The most important thing is to have a break option. It sounds like you have parents that can help. That's huge. I've had babysitters, but my favorite back up is the gym. Find a YMCA or gym with child care. This serves as a reliable lifeline when you need to think, get business done, sometimes just read or eat junk food. But the gym presence means greater pressure to exercise- something important for good mental and physical health. This would be worthwhile even with your parents available.
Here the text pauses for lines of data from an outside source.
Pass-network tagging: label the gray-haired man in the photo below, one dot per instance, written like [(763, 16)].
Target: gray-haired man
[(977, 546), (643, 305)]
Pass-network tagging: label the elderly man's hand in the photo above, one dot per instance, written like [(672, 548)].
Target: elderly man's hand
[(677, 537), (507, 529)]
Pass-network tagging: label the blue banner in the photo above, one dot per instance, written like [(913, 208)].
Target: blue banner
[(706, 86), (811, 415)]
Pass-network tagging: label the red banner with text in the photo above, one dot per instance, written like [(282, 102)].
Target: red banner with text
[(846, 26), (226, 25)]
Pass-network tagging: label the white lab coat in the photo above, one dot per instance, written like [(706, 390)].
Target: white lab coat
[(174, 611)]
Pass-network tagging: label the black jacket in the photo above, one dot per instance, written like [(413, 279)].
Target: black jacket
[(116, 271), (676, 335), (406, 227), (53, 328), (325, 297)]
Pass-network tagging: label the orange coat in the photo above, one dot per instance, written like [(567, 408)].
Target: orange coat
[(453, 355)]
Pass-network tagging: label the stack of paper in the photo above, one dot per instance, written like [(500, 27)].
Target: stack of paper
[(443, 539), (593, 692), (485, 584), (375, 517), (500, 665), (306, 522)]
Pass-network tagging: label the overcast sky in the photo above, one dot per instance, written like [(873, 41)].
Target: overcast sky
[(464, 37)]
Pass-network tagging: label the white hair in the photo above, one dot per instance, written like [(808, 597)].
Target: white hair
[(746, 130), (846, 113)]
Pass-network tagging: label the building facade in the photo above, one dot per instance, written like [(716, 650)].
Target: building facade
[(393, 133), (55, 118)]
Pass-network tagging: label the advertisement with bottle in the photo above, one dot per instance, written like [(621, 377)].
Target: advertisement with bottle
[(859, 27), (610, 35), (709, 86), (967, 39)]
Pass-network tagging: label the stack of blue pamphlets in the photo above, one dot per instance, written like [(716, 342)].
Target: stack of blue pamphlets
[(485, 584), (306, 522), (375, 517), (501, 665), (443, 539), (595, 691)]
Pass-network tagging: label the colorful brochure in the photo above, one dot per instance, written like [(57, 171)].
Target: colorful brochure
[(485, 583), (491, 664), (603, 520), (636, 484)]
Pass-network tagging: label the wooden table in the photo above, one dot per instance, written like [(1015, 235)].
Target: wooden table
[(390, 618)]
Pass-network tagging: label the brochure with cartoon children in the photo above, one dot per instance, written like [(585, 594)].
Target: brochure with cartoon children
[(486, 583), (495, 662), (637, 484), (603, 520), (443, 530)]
Look into parent's night out options all over town. Good places to check include YMCA, gyms, gaming stores, churches, schools, kid related centers.

 

Pare down the household. Less stuff means less to clean. If you have storage room just box up a bunch of stuff and rotate what you keep in the house as useable.

 

Stock up on healthy quick meal options. If you get healthier food you won't feel as guilty about the frequency of instant meal use. I love Trader Joes. Also teach the kids to cook and to store meals. My older two frequently help. That also helps cut down complaints about dinner. Keep paper/plastic place settings on hand.

I'm an introvert so the social part is the hardest for me and I tend not to accept help. The reality is that a lot of people struggle. Take what help you have from friends and family, but try to keep the interactions positive as much as possible, especially since this may be long term.

 

On the personal side, be gentle with yourself. When things seem most dire, go find some humor. Read funny things, watch comedies. I can't stress enough how much laughter is a mood shifter. Don't feel guilty about feeling good. If you won't do it for yourself, find happiness for your kids' sake. It can impact your physical health. Of course I don't know the back story, but I'm having trouble wrapping my head around your dh's desire to totally cut contact with his kids. Is this a self sacrifice thing or selfish thing? Regardless, please put your kids first, which means taking care of the mom who has to protect and care for them. If dad abandons them, they'll need you more than ever.